However, wanting to write is not the only reason I want to start this.  I need focus.  I used to know who I was, what I loved and aspired to and enjoyed.  I feel like I have floundered for the past two years and have lost sight of me.  I was at a point near the end of college where, while I recognized the monumental changes and growth I still had coming my way, I was somewhat comfortable with who I had become.  I am no longer that person.  Sure, change can be good, but this has not been.  This has been loss.  I’m hoping that writing, something that defined me in the best possible way, will help me find me again.

I want to sharpen my skills that have dulled with lack of use.
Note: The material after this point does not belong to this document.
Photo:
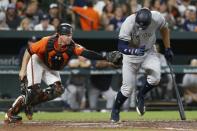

I want my vocabulary to return and my observations to become more focused.  Not only do words escape me at an alarming rate, but I feel like I miss so many things around me.  I don’t see like I used to.  I want to write intelligibly about things, to write creatively, to write clearly.  I want to remember how to do what I was groomed to do for years.

But this venture isn’t all about skill and creating.  I want to reflect more.  I have recently encountered so many different stories about people who set out to complete something: writing every day, cooking every day, reading the encyclopedia.  I admire their ambition and dedication.  I want to write every day, or close to that, but I want to write with purpose.  I don’t want to make a diary about lunch and crushes and the weather.  I want to find joy again.  I’ve never really been a glass half full kind of gal, but things have taken a downward turn in the past couple of years.  I learned that, despite my introversion, I love people.  I like their stories, I like their company, I like their authenticity.  I have lost this love and fear it’s never going to return.  I have never identified with this quote from No-No Boy so closely:

It’s a matter of attitude.  Mine needs changing.  I’ve got to love the world the way I used to.  I’ve got to love it and the people so I’ll feel good, and feeling good will make life worth while.  There’s not point in crying about what’s done…I want only to go on living and be happy.  I’ve only to let myself do so.

So, in an effort to be happier, in a genuine way, and to be better, in an authentic way, this is one of my projects.  I just need to hold myself to it.